ECMWF has a wide-ranging programme of research and development directed at improving the quality and variety of forecast products for the medium range and beyond. Approximately 70 staff and consultants work in the Research Department on all aspects of the forecast and data assimilation systems. The result of this research is one of the most comprehensive earth-system models available anywhere.
The benefits of the research are seen in the steadily improving performance of the medium-range forecast and the expanding range of operational products which maintain the status of ECMWF as one of the world's leading centres for operational forecasting.

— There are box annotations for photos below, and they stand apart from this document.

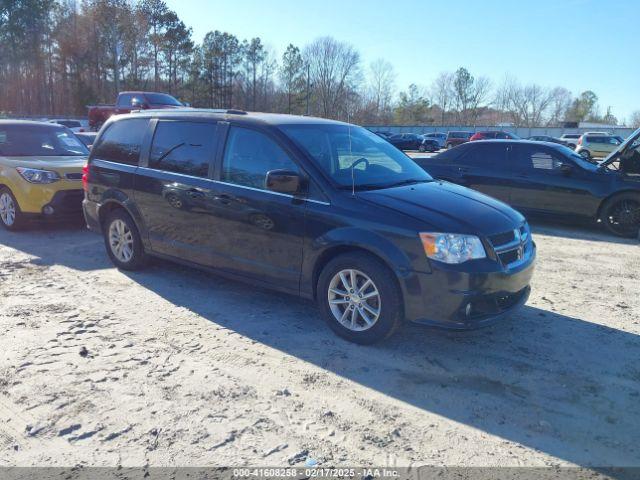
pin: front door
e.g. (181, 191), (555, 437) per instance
(134, 120), (219, 265)
(511, 144), (601, 216)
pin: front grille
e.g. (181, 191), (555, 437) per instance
(489, 230), (515, 247)
(489, 224), (531, 267)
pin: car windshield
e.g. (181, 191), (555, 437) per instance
(145, 93), (182, 107)
(0, 125), (89, 157)
(556, 145), (598, 172)
(280, 124), (433, 190)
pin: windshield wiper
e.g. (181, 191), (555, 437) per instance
(380, 178), (433, 188)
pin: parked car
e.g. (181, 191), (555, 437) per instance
(87, 92), (185, 131)
(49, 120), (85, 133)
(422, 132), (447, 148)
(445, 132), (473, 149)
(84, 110), (535, 343)
(387, 133), (422, 150)
(373, 132), (393, 140)
(527, 135), (568, 147)
(469, 130), (520, 142)
(0, 120), (89, 230)
(560, 133), (582, 148)
(416, 140), (640, 236)
(418, 136), (440, 152)
(76, 132), (98, 148)
(576, 133), (622, 160)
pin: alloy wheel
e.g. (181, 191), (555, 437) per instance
(109, 219), (133, 263)
(606, 199), (640, 236)
(327, 269), (382, 332)
(0, 192), (16, 227)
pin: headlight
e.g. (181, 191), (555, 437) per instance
(420, 232), (487, 263)
(16, 167), (60, 184)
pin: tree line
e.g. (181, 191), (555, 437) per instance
(0, 0), (640, 127)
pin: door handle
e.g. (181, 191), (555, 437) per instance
(213, 193), (231, 205)
(187, 188), (204, 198)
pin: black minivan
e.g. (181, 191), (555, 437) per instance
(84, 109), (536, 344)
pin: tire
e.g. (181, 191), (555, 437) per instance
(0, 187), (26, 232)
(102, 208), (148, 271)
(600, 193), (640, 238)
(317, 253), (404, 345)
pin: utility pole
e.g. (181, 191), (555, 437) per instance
(307, 62), (311, 116)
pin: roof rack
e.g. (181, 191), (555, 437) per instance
(131, 107), (248, 115)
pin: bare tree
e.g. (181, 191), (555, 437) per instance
(431, 72), (454, 125)
(304, 37), (360, 118)
(548, 87), (573, 126)
(369, 58), (396, 121)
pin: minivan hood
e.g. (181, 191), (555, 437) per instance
(358, 181), (525, 236)
(598, 128), (640, 167)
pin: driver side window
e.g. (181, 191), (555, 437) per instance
(221, 127), (300, 190)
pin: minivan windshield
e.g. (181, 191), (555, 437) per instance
(0, 124), (89, 157)
(280, 124), (433, 190)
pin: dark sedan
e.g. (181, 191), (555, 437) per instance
(416, 138), (640, 237)
(387, 133), (422, 150)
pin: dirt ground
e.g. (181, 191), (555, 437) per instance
(0, 219), (640, 466)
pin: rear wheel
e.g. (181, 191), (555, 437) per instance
(103, 209), (147, 270)
(0, 187), (24, 231)
(601, 193), (640, 238)
(317, 253), (404, 345)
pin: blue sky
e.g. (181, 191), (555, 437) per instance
(166, 0), (640, 119)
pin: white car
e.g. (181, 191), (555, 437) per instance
(49, 119), (87, 133)
(422, 132), (447, 148)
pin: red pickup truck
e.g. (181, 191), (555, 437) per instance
(87, 92), (185, 131)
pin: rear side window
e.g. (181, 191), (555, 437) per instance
(518, 147), (562, 171)
(221, 127), (299, 190)
(92, 118), (149, 165)
(460, 142), (508, 170)
(149, 121), (216, 178)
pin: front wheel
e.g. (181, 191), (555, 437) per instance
(0, 187), (24, 231)
(103, 209), (147, 270)
(601, 193), (640, 238)
(317, 253), (404, 345)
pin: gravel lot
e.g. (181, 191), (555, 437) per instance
(0, 219), (640, 466)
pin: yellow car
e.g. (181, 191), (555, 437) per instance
(0, 120), (89, 230)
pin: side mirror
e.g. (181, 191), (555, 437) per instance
(265, 170), (302, 195)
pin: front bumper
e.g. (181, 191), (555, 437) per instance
(402, 245), (536, 330)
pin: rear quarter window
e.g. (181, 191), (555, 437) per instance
(91, 118), (149, 165)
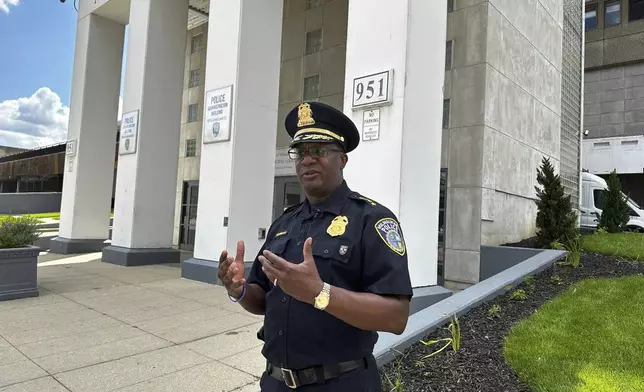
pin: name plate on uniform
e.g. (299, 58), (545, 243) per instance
(352, 69), (394, 110)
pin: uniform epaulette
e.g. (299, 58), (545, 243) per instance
(349, 192), (378, 207)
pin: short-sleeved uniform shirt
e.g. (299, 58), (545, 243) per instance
(248, 181), (412, 390)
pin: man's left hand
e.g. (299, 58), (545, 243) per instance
(259, 238), (324, 304)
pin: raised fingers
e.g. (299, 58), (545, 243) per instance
(219, 250), (228, 263)
(235, 241), (246, 262)
(259, 256), (280, 281)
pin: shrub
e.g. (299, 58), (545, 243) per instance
(599, 170), (629, 233)
(535, 158), (578, 248)
(0, 217), (40, 249)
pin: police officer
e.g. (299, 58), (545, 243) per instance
(219, 102), (412, 392)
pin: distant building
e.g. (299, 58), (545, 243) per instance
(0, 146), (27, 158)
(582, 0), (644, 204)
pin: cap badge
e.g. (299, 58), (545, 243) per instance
(326, 216), (349, 237)
(297, 103), (315, 128)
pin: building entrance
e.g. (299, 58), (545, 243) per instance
(273, 176), (306, 220)
(179, 181), (199, 250)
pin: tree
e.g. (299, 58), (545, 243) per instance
(535, 157), (578, 248)
(599, 170), (630, 233)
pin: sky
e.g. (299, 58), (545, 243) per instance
(0, 0), (123, 148)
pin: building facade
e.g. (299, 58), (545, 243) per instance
(52, 0), (584, 288)
(583, 0), (644, 205)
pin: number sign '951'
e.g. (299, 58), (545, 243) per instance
(352, 69), (393, 109)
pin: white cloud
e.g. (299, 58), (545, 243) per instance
(0, 88), (69, 148)
(0, 0), (20, 14)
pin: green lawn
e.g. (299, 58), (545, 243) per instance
(0, 212), (114, 220)
(583, 233), (644, 261)
(504, 276), (644, 392)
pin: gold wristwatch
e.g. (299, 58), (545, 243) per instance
(313, 283), (331, 310)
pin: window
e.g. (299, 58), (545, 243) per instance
(190, 34), (203, 53)
(306, 29), (322, 54)
(628, 0), (644, 21)
(189, 68), (201, 87)
(186, 139), (197, 157)
(303, 75), (320, 101)
(584, 4), (597, 30)
(188, 103), (199, 122)
(604, 0), (622, 27)
(306, 0), (324, 10)
(593, 189), (604, 210)
(443, 99), (450, 129)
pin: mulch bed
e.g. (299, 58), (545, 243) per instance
(381, 240), (644, 392)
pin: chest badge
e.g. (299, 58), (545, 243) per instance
(326, 216), (349, 237)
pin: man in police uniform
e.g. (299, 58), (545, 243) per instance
(219, 102), (412, 392)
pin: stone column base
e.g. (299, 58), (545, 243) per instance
(181, 258), (253, 285)
(102, 246), (181, 267)
(49, 237), (108, 255)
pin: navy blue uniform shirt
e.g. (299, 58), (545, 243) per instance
(248, 181), (412, 376)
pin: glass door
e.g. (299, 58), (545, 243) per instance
(179, 181), (199, 250)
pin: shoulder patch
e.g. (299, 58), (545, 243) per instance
(374, 218), (407, 256)
(284, 203), (302, 214)
(274, 230), (288, 238)
(351, 192), (378, 206)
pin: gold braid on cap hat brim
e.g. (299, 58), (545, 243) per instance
(293, 128), (344, 143)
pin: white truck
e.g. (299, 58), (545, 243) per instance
(580, 172), (644, 232)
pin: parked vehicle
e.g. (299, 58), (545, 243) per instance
(580, 172), (644, 232)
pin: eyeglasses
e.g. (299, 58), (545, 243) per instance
(288, 147), (344, 161)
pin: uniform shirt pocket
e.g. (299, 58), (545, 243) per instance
(311, 238), (353, 264)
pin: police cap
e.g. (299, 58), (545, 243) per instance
(284, 102), (360, 152)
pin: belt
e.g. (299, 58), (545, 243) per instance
(266, 358), (367, 389)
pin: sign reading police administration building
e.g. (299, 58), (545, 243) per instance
(362, 109), (380, 141)
(203, 85), (233, 143)
(119, 110), (139, 155)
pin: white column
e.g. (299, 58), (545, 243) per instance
(103, 0), (188, 265)
(183, 0), (283, 279)
(344, 0), (447, 287)
(51, 13), (125, 253)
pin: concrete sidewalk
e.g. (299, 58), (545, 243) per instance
(0, 254), (265, 392)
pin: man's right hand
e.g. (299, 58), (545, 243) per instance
(218, 241), (246, 298)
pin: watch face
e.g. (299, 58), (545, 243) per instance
(315, 295), (329, 308)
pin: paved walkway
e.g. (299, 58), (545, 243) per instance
(0, 254), (264, 392)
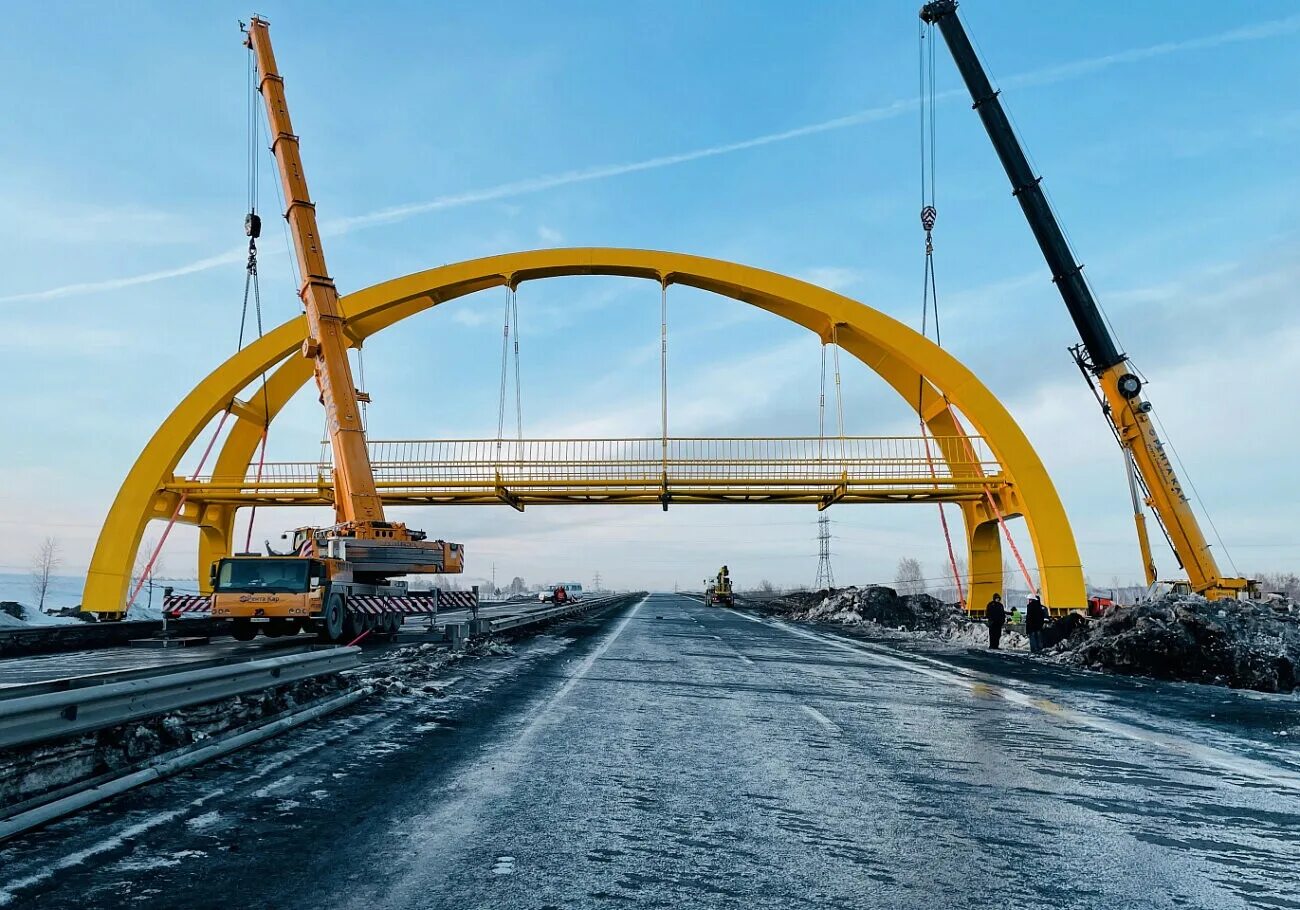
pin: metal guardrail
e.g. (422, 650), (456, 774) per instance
(0, 647), (361, 749)
(488, 594), (628, 633)
(0, 620), (229, 657)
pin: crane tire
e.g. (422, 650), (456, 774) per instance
(316, 594), (347, 641)
(343, 610), (367, 642)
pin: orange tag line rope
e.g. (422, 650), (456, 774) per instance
(920, 420), (966, 610)
(944, 398), (1039, 594)
(244, 425), (267, 553)
(126, 411), (230, 607)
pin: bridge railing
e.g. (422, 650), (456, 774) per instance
(178, 437), (1002, 490)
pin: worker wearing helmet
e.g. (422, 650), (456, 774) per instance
(1024, 594), (1048, 654)
(984, 594), (1006, 651)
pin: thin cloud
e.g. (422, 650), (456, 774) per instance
(0, 14), (1300, 303)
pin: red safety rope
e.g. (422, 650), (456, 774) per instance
(126, 411), (230, 607)
(944, 408), (1039, 594)
(244, 428), (267, 553)
(920, 420), (966, 610)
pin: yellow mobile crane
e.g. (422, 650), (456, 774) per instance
(180, 17), (464, 641)
(920, 0), (1256, 599)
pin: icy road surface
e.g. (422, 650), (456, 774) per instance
(0, 595), (1300, 910)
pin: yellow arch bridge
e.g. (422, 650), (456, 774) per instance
(163, 437), (1009, 511)
(82, 247), (1086, 616)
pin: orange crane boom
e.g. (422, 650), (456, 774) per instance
(246, 16), (384, 524)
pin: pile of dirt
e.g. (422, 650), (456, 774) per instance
(1052, 595), (1300, 692)
(771, 585), (1028, 650)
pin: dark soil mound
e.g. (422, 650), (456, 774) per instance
(1058, 597), (1300, 692)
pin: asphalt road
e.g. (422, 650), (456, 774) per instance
(0, 595), (1300, 910)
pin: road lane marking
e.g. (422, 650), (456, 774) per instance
(736, 611), (1300, 790)
(800, 705), (840, 736)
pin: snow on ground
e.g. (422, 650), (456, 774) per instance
(772, 585), (1030, 650)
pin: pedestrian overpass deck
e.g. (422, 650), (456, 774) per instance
(161, 437), (1009, 510)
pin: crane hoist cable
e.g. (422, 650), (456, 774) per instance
(659, 276), (668, 512)
(237, 42), (270, 553)
(917, 22), (1037, 601)
(917, 17), (966, 606)
(126, 40), (270, 606)
(497, 283), (524, 482)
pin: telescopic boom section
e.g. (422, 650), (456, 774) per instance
(920, 0), (1251, 598)
(246, 17), (384, 525)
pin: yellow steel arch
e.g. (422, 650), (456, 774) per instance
(82, 247), (1086, 614)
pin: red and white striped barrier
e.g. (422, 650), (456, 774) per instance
(347, 594), (438, 614)
(438, 590), (478, 610)
(163, 594), (212, 616)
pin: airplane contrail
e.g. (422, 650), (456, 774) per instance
(0, 14), (1300, 303)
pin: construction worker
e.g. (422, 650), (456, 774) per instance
(1024, 594), (1048, 654)
(984, 594), (1006, 651)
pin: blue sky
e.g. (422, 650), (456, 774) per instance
(0, 0), (1300, 598)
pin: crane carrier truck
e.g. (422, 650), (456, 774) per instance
(164, 17), (477, 641)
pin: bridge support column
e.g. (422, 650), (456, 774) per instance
(962, 503), (1006, 615)
(198, 506), (237, 594)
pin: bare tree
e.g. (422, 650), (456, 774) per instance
(31, 537), (62, 612)
(894, 556), (926, 594)
(1257, 572), (1300, 601)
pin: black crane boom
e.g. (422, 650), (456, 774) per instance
(920, 0), (1125, 373)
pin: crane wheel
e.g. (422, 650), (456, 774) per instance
(316, 594), (355, 641)
(343, 610), (367, 641)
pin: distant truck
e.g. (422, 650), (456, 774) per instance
(707, 566), (736, 607)
(537, 581), (582, 603)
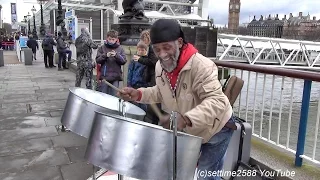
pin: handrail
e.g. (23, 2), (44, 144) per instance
(212, 59), (320, 82)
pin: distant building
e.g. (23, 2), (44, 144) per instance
(228, 0), (241, 34)
(246, 12), (320, 41)
(247, 14), (284, 38)
(283, 12), (320, 41)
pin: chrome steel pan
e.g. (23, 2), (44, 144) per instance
(85, 112), (202, 180)
(61, 88), (146, 138)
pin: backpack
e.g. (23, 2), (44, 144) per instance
(42, 38), (50, 47)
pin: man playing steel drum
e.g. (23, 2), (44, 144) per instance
(118, 19), (234, 179)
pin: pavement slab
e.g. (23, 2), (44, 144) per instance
(0, 148), (70, 173)
(0, 52), (92, 180)
(0, 166), (63, 180)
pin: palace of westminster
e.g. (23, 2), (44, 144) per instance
(224, 0), (320, 41)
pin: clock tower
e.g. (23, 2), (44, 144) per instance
(228, 0), (241, 34)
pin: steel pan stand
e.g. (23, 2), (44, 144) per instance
(170, 111), (178, 180)
(118, 99), (126, 180)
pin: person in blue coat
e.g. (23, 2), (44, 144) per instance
(127, 41), (148, 111)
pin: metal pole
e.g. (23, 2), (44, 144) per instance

Data assimilation and forecast model

ECMWF has played a leading role in the development of forecast and data assimilation systems. In recent years ECMWF has pioneered the development of variational data assimilation methods. The current '4D-Var' method provides a physically consistent best fit to observations over a 12-hour period, taking account of the time each observation was made, and is particularly useful for the increasingly important assimilation of satellite data. When it was introduced in 1997, this was the first such system to be used in operational weather forecasting, representing the culmination of years of research and development.

The forecast model is an integral part of the data assimilation process. Model developments have contributed to improvements in forecast skill both directly and through helping improve the initial analysis. Recent model changes designed to improve data assimilation include the extension of the top of the model atmosphere from 30 km to 65km, and the introduction of a significantly more sophisticated representation of the interaction between the atmosphere and the underlying land surface (an important step towards the better use of satellite data over land).
The increasing detail and sophistication of the forecast and data assimilation system makes huge demands on computational resources. The current operational system could not have been implemented without the major increases in computational efficiency provided by the continual development of the numerical algorithms used to solve the forecast equations.

Predictability research

Despite the increasing accuracy of the analyses and forecasts, there is still an element of uncertainty in the predictions. Since 1992, ECMWF's pioneering ensemble prediction system has provided a growing range of new products to help forecasters deal scientifically and quantitatively with the day to day variations in the predictability of the atmosphere. There is now a substantial research effort devoted to the assessment of predictability on monthly and seasonal timescales.

Ocean wave forecasting

A range of products forecasting sea-state is provided by an ocean wave forecast model. This model is directly coupled to the atmospheric model: the ocean waves are driven by low-level atmospheric winds, and in turn the roughness of the sea determines how much the air is slowed down as it flows over the ocean surface. This coupled wave model forms part of the ensemble prediction system, providing valuable probabilistic information on future sea states.